11-6-22 BOULDER, CO: This is our second night here. We flew into Denver International Friday afternoon. The airport is spread over thousands of acres with huge empty spaces between the structures. After deplaning we walked, walked on people movers, walked, took a train shuttle, walked more to the buses to the rental car center and picked up a Budget car, and drove to Boulder and found our hotel. The flight was uneventful.
At one point during the flight, I was looking out the window at dry, dusty farmland with a lot of circular fields. I fell asleep for an hour or so, and then looked out the window at the same dry, dusty farmland. There were a few ponds and lakes, all nearly empty.
Jonathan showed up at the hotel a couple hours later, followed by Eoin, who came from his job at a tire place, where he's working when not being a math and engineering student at UC Boulder. Siobhan had to stay home to care for Juno, their rambunctious dog.
The Boulderado Hotel dates from 1909 and has an original elevator from Otis. Our room has a knee wall, flowered wallpaper and adequate facilities and heat. There was snow the day before we arrived and patches of it are still present in the shadows. Today was cold and very windy with gusts that blew leaves and dust all around, first in one direction and then in the other. We stopped at Eoin’s house, in the morning, and saw his car and the truck he is building.
We hiked a trail near the Flat Irons, large, upended sandstone formations at the front of the mountains.

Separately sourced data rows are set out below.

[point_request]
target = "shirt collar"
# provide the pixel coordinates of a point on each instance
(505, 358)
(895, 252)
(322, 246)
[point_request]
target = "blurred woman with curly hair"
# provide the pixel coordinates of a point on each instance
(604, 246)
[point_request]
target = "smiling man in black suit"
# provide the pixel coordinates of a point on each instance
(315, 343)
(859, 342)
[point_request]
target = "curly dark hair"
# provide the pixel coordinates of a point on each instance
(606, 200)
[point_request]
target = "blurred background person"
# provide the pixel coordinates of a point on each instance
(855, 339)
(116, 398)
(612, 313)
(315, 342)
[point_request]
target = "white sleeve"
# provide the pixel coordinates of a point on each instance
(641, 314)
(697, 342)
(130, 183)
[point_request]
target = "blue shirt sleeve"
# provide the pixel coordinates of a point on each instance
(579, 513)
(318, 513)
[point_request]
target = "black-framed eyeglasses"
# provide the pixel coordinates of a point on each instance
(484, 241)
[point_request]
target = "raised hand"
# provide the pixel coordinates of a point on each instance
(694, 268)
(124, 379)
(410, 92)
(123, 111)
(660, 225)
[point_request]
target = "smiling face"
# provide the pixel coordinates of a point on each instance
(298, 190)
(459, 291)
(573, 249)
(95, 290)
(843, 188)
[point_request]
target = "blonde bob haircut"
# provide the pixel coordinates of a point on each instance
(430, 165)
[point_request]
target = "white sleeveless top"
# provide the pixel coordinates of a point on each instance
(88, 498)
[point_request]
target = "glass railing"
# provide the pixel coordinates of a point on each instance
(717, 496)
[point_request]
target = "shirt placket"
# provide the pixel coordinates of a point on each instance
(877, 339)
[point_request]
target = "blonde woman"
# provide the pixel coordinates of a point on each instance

They have eroded to triangular shapes, hence the name. We hiked on a trail that parallels the rock formation, and saw a magpie and a Steller's jay. Many pix were taken. There were lots of people hiking. To the east there are the plains and to the west the mountains with Boulder at the cusp. Tomorrow we plan to see the University with Eoin as guide.
Looking out the hotel room window--mountains and snow. It was incredibly windy all day. The Flat Irons. Ocean-bottom sandstone uplifted during mountain building further west. The up-tilted and faulted sandstones were eroded from the top down leaving these shapes that tell you to go iron your shirt. A closer look at the sandstone surface with pines and snow, doing the work of erosion. Black-billed magpie. We saw a few of these. Steller's jay. The blue really caught my eye. Looking away from the mountains, Bouilder is nestled at the base of the mountains with the plains to the east. Like Denver, Boulder is over 5,000 feet in elevation. In downtown Boulder on the Pearl St. mall, you can see one of Boulder's boulders in the backgrouind.